With the rising interest in the environment, more companies are trying to cash in by joining the bandwagon, but only pretending to be “green,” a practice that environmentalists and some consumers call as greenwashing.
Even the new hotel trend of asking guests to reuse towels to conserve water, are suspect of being just an effort to skimp on laundry costs.
According to advertising firm Ogilvy & Mather, which has been pushing for accurate environmental marketing, greenwashing is reaching "epidemic proportions."
"If we allow companies to get away with exaggeration, consumer skepticism will become cynicism and they'll stop choosing green products at all," said Scott McDougall, chief executive of eco-marketing company TerraChoice.

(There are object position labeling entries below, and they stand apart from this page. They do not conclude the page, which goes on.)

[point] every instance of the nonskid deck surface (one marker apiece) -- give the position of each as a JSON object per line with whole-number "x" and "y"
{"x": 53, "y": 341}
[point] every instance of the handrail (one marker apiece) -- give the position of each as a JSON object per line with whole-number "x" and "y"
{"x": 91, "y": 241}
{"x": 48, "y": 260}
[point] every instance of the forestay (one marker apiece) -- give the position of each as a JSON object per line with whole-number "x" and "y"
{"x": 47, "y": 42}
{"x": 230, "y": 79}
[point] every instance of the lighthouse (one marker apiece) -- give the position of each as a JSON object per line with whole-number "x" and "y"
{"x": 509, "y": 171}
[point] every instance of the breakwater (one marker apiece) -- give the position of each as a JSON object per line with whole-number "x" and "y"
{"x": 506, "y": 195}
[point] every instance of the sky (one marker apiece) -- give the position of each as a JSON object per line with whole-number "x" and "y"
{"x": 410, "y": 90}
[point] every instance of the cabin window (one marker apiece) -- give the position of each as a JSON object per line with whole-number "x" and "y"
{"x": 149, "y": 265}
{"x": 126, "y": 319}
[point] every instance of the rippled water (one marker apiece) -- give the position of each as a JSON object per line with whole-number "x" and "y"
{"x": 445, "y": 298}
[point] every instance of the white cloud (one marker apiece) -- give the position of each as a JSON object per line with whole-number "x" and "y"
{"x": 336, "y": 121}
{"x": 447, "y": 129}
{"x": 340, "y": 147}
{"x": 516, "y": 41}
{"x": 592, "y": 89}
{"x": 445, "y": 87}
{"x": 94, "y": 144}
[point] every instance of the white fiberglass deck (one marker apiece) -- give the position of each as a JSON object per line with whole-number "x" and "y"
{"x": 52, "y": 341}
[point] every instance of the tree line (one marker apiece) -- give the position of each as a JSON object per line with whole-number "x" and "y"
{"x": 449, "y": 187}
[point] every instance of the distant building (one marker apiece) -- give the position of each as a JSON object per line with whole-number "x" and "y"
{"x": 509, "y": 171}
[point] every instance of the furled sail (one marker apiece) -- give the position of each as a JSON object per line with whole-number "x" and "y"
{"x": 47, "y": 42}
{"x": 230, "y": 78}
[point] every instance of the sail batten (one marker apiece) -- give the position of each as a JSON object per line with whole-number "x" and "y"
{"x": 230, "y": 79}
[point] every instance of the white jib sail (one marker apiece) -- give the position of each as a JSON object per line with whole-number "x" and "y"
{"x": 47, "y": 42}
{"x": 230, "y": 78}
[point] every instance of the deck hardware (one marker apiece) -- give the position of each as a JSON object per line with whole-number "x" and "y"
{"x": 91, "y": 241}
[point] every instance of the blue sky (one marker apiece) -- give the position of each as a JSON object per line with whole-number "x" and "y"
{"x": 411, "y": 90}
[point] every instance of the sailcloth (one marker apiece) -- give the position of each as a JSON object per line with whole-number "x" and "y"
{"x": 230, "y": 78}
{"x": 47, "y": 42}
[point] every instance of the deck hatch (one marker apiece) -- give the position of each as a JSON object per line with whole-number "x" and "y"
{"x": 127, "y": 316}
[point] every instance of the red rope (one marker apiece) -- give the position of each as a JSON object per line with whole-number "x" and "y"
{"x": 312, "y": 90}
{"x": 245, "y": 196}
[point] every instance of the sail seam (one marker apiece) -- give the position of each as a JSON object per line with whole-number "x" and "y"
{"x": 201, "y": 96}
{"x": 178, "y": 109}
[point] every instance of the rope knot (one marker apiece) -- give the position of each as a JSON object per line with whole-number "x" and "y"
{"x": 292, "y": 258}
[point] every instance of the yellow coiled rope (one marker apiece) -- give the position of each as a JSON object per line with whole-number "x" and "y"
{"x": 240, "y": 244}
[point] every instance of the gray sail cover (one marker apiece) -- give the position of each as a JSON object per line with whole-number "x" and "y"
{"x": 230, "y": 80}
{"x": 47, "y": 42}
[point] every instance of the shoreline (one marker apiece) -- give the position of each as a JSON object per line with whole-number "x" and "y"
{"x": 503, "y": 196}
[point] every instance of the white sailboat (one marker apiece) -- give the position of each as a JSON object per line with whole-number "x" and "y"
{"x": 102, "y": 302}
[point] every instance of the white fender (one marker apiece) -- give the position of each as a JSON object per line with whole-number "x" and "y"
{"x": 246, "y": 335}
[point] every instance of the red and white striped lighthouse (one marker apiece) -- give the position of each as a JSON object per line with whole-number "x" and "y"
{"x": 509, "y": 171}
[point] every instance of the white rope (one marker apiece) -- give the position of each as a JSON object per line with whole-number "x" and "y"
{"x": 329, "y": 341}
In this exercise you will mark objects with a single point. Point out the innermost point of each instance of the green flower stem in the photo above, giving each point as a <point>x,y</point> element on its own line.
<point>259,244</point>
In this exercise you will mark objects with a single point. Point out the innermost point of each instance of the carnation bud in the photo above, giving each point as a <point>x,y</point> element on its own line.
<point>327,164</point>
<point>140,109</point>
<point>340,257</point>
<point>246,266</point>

"Most companies are engaged in incremental tinkering — symbolic actions without any real substance," said Kumi Naidoo, executive director of Greenpeace International.
But what exactly makes a product green and what exactly constitutes greenwashing?
No clear answer so far. The Federal Trade Commission is updating a 20 years old voluntary guideline for eco-advertising.
A recent survey shows most consumers want a similar way that beef is labeled by the U.S. Department of Agriculture, a single seal identifying a green product.
As of now, there are already a lot of companies that issue green certification, endorsements and labels for a fee.
"If an advertiser wants 30 seconds of your time, they might as well improve the quality of your life, and that's the furthest thing from greenwashing," said EcoMedia President Paul Polizzotto. "What I usually see in media is a lot of talk about greening and not a lot of action."
According to a report from the eco-marketing company Shelton Group, nearly 40% of consumers rely on labels, deciding between supposedly green products from those that are not.
"Many don't trust manufacturer motives, but they end up making a decision at the shelf based on the packaging, usually just buying the brands they've always bought," said Suzanne Shelton, chief executive of the group.
This can be a tricky call for consumers, who are regularly flooded by a wide display of vaguely defined green catchphrases such as "natural," "clean" and "organic."